実際、セクター別売上高を見ると、ほかの業種が軒並み大きなマイナスを示すなか、「官公庁・団体」だけが前年比50.8%増となる1,559億円であった。このことは電通グループが今、本来の業務ではもはや十分な収益を上げられない状況に陥っていることを示唆している。

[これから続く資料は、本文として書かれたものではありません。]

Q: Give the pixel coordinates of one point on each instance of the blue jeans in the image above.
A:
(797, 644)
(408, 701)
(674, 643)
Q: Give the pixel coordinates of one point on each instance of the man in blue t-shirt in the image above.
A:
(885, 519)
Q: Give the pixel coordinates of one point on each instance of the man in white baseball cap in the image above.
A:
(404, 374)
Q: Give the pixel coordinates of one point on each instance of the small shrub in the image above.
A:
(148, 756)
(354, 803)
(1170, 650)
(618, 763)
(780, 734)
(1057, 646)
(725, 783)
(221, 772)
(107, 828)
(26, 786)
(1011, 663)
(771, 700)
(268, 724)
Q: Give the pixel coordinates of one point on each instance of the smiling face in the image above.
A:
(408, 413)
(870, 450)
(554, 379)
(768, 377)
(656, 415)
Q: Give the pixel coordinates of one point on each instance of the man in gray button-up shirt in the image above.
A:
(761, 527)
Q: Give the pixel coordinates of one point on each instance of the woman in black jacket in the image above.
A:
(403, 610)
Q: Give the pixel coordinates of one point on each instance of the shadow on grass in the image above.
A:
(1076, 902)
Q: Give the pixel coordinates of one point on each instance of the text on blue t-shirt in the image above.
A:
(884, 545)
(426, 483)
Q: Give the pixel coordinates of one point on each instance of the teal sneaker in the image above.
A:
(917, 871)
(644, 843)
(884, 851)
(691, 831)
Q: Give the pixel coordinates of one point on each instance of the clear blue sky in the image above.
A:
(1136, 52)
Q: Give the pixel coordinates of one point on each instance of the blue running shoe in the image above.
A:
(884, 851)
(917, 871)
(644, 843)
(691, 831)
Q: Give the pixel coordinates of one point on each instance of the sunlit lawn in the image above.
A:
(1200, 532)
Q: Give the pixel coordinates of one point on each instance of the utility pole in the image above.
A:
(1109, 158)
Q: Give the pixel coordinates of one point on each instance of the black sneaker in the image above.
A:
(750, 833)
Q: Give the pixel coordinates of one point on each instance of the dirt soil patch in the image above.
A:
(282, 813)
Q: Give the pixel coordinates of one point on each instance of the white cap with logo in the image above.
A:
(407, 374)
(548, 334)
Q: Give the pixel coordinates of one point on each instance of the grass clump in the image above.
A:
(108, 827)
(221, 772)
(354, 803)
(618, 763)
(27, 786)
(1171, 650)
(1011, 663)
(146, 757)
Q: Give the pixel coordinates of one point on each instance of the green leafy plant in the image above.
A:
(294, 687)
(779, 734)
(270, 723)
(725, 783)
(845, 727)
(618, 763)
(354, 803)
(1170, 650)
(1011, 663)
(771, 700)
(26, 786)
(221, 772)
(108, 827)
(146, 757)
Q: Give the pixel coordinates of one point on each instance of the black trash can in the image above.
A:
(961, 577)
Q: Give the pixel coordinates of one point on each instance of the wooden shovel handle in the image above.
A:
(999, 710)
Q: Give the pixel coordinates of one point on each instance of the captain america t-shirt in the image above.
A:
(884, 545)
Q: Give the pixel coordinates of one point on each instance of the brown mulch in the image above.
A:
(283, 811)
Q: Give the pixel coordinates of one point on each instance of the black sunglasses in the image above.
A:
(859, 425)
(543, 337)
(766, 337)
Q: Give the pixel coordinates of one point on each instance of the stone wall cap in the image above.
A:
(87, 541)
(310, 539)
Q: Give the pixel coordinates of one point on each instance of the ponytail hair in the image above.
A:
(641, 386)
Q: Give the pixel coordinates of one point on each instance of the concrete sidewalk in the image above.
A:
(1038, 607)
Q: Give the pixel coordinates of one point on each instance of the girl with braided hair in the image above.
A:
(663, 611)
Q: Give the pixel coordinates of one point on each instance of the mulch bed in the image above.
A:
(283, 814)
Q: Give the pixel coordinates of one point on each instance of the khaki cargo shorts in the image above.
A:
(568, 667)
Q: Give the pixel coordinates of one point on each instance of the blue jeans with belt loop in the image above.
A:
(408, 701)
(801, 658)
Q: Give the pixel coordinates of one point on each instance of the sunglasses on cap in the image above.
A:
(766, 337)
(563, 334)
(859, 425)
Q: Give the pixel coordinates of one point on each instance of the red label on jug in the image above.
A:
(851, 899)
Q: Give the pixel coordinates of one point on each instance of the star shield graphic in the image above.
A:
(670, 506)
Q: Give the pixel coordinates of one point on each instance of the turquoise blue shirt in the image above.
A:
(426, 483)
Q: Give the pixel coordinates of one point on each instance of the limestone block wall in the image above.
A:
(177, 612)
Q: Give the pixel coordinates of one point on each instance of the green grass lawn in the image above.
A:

そもそも、電通の「本業」の業績悪化はコロナ前から言われてきたことである。「失われた30年」で各企業は広告出稿量を絞るようになったうえ、インターネットへのシフトが進み、主力のテレビ広告はすっかり振るわなくなった。13年の英広告大手イージス買収を皮切りに、海外で猛烈な勢いでM&Aを進めたのも、裏を返せば国内事業の行き詰まりを告白しているようなものだ。今や営業利益の半分以上を占めるようになった海外事業ですら、早々につまずき、すでに19年度に808億円の赤字に転落している。コロナ禍は、そうして凋落する電通の背中をさらに崖に向かって押したにすぎない。
汐留の本社ビルもとうとう売りに出し、そこに間借りする予定とも報じられているが、こうして戦後長きにわたり広告業界に君臨してきた電通の落日を目にしている今、その歩みを改めて概観するにあたり、利権にあぐらをかいた企業というものが、いかに社会に害をおよぼしながら自らの首も絞めていくか、しみじみと思い知らされる。